The child has the right to be protected from work that threatens his or her health, education or development. The State shall set minimum ages for employment
and shall regulate working conditions.

Article 33

Protection from drug abuse

Children have the right to protection from the use of narcotic and psychotropic drugs, and from being involved in their production or distribution.

Article 34

Freedom from sexual exploitation

The State shall protect children from sexual exploitation and abuse, including prostitution and involvement in pornography.

Article 35

Freedom from human trafficking

It is the State’s obligation to make every effort to prevent the sale, trafficking and abduction of children.

Article 36

Freedom from exploitation

The child has the right to protection from all forms of exploitation prejudicial to any aspects of the child’s welfare not covered in articles 32–35.

Article 37

Freedom from torture

No child shall be subjected to torture, cruel treatment or punishment, unlawful arrest or deprivation of liberty. Both capital punishment and life imprisonment without the possibility for release are prohibited for offences committed by persons below age 18.

Article 38

Protection from conflict

States shall take all feasible measures to ensure that children under 15 years of age have no direct part in hostilities. No child below 15 shall be recruited into the
armed forces.

Article 39

Rehabilitative care

The State has an obligation to ensure that child victims of armed conflicts, torture, maltreatment or exploitation receive appropriate treatment for their recovery and social reintegration.

Article 40

Juvenile justice

A child in conflict with the law has the right to treatment that promotes the child’s sense of dignity and worth, takes the child’s age into account and aims at his or her defence

Article 41

Relevant higher national standards

If a country has laws and standards that go further than the present Convention, then the country must keep these laws.

Article 42

Knowledge of these rights

Governments must actively work to make sure children and adults know about the Convention.

Articles 43 - 54

Input from adults and governments

Articles 43 - 54 are about how adults and governments must work together to make sure all children can enjoy all their rights.
DOWNLOAD CHILD RIGHTS

The four fundamental principles

The UN Convention on the Rights of the Child is guided by four fundamental principles

1. Non-discrimination

All children should have equal opportunities and are of equal worth regardless of ethnicity, gender, language, religion, wealth or ability.

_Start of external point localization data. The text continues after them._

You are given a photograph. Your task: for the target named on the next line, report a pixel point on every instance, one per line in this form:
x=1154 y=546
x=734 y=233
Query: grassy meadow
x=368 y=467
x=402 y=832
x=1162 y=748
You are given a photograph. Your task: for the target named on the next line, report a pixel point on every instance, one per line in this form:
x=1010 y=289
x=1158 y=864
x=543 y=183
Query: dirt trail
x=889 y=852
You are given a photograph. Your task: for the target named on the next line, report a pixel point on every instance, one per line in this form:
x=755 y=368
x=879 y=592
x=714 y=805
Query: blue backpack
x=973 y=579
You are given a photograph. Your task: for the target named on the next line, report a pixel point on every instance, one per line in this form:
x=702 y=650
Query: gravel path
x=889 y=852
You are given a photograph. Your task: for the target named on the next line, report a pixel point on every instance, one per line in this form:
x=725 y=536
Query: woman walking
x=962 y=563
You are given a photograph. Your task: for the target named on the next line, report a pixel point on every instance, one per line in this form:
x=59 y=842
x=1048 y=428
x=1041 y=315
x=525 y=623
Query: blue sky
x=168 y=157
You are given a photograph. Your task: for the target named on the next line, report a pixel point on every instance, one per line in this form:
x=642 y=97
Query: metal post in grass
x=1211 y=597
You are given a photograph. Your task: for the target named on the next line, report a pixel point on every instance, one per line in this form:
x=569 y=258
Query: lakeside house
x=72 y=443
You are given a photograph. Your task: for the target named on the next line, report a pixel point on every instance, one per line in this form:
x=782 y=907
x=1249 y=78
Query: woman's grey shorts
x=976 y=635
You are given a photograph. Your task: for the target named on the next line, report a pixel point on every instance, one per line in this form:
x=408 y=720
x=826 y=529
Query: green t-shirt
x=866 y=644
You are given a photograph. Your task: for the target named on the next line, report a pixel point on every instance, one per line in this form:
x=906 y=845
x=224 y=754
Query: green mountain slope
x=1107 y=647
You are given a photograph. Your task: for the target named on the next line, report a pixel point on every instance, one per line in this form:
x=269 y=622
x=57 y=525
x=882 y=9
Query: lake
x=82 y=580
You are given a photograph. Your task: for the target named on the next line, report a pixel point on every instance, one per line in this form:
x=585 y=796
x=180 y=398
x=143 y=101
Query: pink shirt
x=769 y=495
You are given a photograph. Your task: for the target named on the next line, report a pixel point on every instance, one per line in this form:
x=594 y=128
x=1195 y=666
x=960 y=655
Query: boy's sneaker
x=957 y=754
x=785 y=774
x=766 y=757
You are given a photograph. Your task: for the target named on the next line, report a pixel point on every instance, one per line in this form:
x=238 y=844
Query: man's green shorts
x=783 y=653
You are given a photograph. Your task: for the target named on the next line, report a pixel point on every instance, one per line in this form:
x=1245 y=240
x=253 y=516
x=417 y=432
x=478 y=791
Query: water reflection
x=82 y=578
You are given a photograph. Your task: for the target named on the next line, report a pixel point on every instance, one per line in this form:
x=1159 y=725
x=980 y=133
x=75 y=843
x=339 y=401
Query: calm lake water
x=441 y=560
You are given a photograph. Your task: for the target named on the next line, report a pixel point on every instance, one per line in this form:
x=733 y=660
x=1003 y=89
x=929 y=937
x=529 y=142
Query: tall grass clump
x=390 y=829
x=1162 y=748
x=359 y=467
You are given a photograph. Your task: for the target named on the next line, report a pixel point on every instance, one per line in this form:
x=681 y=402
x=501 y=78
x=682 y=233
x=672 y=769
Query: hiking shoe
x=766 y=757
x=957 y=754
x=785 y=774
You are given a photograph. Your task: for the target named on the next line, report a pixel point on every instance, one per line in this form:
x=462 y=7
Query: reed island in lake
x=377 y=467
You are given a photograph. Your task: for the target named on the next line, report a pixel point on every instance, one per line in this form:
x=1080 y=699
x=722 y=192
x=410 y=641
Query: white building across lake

2. The best interests of the child

Laws and actions affecting children should put their interests first and benefit them in the best possible way.

3. Survival, development, and protection

Authorities in each country have the responsibility to protect children and help ensure their full development—physically, spiritually, culturally, and socially.

4. Participation

Children have a right to have their say in decisions that affect them and to have their opinions taken into account.

Click the download button above for the full text of the UN Convention on the Rights
of the Child, or read New Zealand's bilingual summary of the Convention here.

New Zealand Government Agreement

New Zealand ratified the UN Convention on the Rights of the Child on the 13th March 1993.  This means the NZ Government has agreed the best interests of the child must come first where decisions, laws or services involve children. New Zealand submitted its Fifth Periodic Report to the Committee on the Rights of the Child on 5th May 2015.